Corporate social responsibility is a big issue for businesses. Consumers are actively seeking out businesses that have integrity, decent values, and give back. It’s not enough to just ‘say it’, but businesses have to live by it too. This means upholding ethical values throughout the supply chain, not just at the point of sale. In the UK, businesses that don’t ensure their suppliers uphold ethical values are now at risk of fines and a potential 2-year prison sentence.
The Current Situation
At the moment, UK businesses are governed by UK law, and by EU law. Therefore, as things stand, a business can’t, straightforwardly, be held responsible (other than in terms of their reputation) for affairs outside of their own business dealings. This means, whilst a certain practice lower down the supply chain may make it unethical to utilise that supplier within the supply chain, it wasn’t, until recently, illegal.

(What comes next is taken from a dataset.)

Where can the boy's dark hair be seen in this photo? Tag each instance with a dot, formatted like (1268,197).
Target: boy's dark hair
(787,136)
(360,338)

Companies couldn’t be held responsible for labour abuses for example, even if they have knowingly chosen to use these suppliers.
In November of last year however, labour market enforcement undertakings and orders came into force which brought with them a maximum 2-year prison sentence for either serious or repeat offences.

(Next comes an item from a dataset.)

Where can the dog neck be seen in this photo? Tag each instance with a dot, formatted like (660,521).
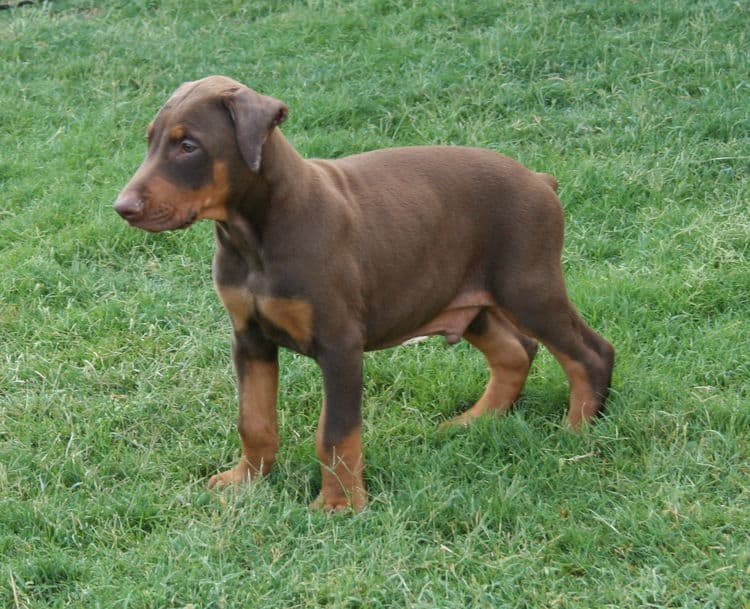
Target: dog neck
(276,193)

The proposal to hold UK businesses liable for fines if there is mistreatment or abuse of employees lower down the supply chain, comes on the back of these changes, from Sir David Metcalf, who was announced as the first ever Director of Labour Market Enforcement back in January. He has been charged with eliminating exploitation in the labour market. Whilst his remit largely covers issues such as minimum wage violations, and other UK-present exploitation, he’s determined to go further. He is, for example, also working with the Independent Anti-Slavery Commissioner, to deal with exploitation and slavery in the labour market on a wider basis.

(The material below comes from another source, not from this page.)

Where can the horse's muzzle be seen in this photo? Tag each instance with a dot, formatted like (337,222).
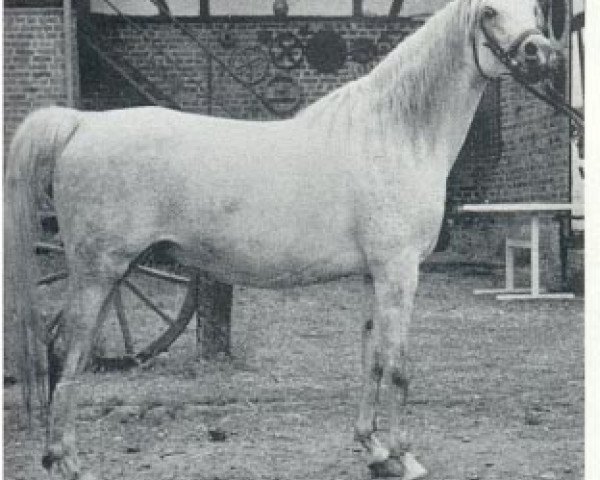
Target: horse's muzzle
(538,58)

On 25th July 2017, Metcalf released his introductory report, which warns that “rogue employers” will be at risk of jail or fines, forcing companies to take more responsibility for the action (or inaction) of their contractors and suppliers. He has explained this within the framework of how other countries, such as Australia and Belgium, use ‘joint liability’. In these instances, the ‘big name’ at the end of the supply chain (usually the retailer) is jointly liable for any non-compliance with labour laws further down the supply chain. In most instances this would be met with a fine, but could also include prison terms for the worst offenders.
What Joint Liability Looks Like in Practice
This seems scary. How can you have your finger on the pulse of every facet of a supplier or contractor’s business? In reality, it will be more straightforward for the ‘big names’ than this.
At the moment, the proposal is that an agency, such as HMRC, would be responsible for identifying and tracking abuses being carried out by suppliers and contractors. They would then submit this information to the retailers, or ‘big names’, who are then able to wield their power to entice the supplier or contractor to improve their labour practice. If they do, all is well. If they don’t, then the ‘big name’ will need to choose between getting rid of a supplier or contractor, or facing a fine along with the supplier/contractor themselves.
Metcalf doesn’t stop there. He’s also suggesting that companies holding public sector contracts could lose this revenue stream if their entire supply chain isn’t enforcing labour market rules.
In effect, these two methods are using the power that big names have, in order to effect change elsewhere in the labour market. After all, most labour abuses take place in an effort to reduce costs and improve profits, so if you threaten either of these avenues, then abuses are less attractive as a practice.
Why Are The Changes Needed?
The changes are needed because, unfortunately, minimum wage violations, and other labour abuses, pose a significant problem in the UK economy. It’s a human, and economic, problem. Some estimate that minimum wage violations, and the failure to make holiday pay entitlements, are responsible for £2.7billion in lost earnings in the UK per year.
The problems typically occur within certain industries. Those industries which are most renowned for these violations include care provision, cleaning, construction, and garment-making. As the National Living Wage increases, the violations become more apparent.
What Do Businesses Think?
Generally, businesses understand the importance and benefits of corporate social responsibility, and therefore are broadly in favour of the proposals. However, there are some reservations about how it will work in practice. For example, Seamus Nevin from the Institute of Directors, has stated: “As long as companies are being given information about where the problems with their contractors are, that would be something that most legitimate businesses would support… The only problem would be if businesses were having to find out what was going on in their supply chains [by themselves], because while that’s possible for larger companies it’s much harder for smaller businesses to do.”
What’s Next for Supply Chains and Labour Laws?
The report released on 25th July is merely the Introductory Report. It highlights the biggest problems, and demonstrates the main problems that will be tackled. However, it isn’t the end point, and it’s not overly prescriptive.
From here, Sir David Metcalf will be consulting with various different parties, including businesses both at the end of the supply chain and further down, as well as worker representatives, before he publishes the first full Labour Market Enforcement Strategy, which is expected later in 2017.
However, labour market abuses are clearly high on the agenda, not only for the report, but also for the government as a whole. It has pledged both in words, and in financial commitment, to tackle the labour exploitation seen within specific industries. The result will be that unscrupulous businesses, and those working knowingly with them, can expect to feel the full weight of the law.